DIE (UN)SICHTBARKEIT VON TRAUMA

Zum Einstieg verweist Moderatorin Gabriele FREITAG auf die besondere Wichtigkeit des Themas psychologischer Traumata. Diese seien anders als etwa materielle Zerstörung, realer Verlust oder Flucht, von außen deutlich sichtbar, sondern müssen als physisch  kaum erkennbare Kriegsschäden angesehen werden. Dies gilt auch für mittelbar betroffene Personen, die mit den traumatisierten Menschen zusammenarbeiten. Die Psychologin Cocciole fügt hinzu, dass nicht das Ereignis selbst, sondern die Effekte, die es mit sich bringt, das eigentliche Trauma sei. Beim auslösenden Faktor muss es sich nicht zwingend um eine einzelne prägende Erfahrung handeln – auch langfristiger Stress, dem viele Betroffene ausgesetzt sind, kann zu einem Trauma führen. Ähnliche Effekte sind bei Therapeut*innen wie Interviewer*innen erkennbar, die ein sog. „vicarious trauma“ (sekundäre Traumatisierung) erleiden können. Hier differenziert Cocciole zwischen einem Burnout und der Übernahme von Traumata sowie dem Zustand, diesen ständigen ausgesetzt zu sein. Auf Nachfrage erklärt Cocciole, dass die Symptome individuell und nicht generalisierbar sind, häufig dabei jedoch Schlaflosigkeit, Zwangsgedanken sowie innere Unruhe auftreten.

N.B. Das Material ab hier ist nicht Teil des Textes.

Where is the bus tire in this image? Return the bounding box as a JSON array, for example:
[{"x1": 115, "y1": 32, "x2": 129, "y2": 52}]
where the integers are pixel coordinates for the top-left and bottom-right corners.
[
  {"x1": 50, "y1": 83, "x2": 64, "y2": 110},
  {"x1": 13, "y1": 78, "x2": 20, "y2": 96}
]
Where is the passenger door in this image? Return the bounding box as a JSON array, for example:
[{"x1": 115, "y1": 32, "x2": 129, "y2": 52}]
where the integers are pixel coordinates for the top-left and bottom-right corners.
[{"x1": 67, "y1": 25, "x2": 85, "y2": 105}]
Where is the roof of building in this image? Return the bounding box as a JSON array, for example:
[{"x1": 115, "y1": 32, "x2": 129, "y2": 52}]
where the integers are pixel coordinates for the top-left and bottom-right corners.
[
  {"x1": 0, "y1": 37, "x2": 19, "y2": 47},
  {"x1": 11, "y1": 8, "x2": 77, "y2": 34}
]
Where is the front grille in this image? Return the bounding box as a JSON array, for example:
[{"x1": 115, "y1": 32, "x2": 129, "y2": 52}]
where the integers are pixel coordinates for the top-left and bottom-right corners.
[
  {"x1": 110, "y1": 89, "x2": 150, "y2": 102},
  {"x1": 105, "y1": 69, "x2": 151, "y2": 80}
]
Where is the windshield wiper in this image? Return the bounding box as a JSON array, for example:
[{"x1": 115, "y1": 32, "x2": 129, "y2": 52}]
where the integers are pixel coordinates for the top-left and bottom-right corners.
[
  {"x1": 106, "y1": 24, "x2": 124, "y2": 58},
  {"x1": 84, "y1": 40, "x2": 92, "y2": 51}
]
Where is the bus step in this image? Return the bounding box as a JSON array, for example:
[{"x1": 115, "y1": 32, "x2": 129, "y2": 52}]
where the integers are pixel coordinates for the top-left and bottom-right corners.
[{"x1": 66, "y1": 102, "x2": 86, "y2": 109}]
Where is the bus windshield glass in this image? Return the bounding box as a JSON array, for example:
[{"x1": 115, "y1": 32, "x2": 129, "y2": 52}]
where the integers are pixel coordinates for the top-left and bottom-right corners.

Leukhina verwies auf die klare Differenzierung zwischen für andere erkennbare, physische Verletzungen und psychischem Leidensdruck. Aus persönlicher Erfahrung erzählt sie von einem geplanten Retreat für Menschen, die bei ihr zum russischen Angriffskrieg forschen. Dabei wurde deutlich, dass nicht nur unmittelbar betroffene Ukrainer*innen diese Auszeit brauchten, sondern auch diejenigen, die tagtäglich mit Geschichten de Betroffenen konfrontiert sind. Auch sie sind dauerhaften Leidenserzählungen ausgesetzt.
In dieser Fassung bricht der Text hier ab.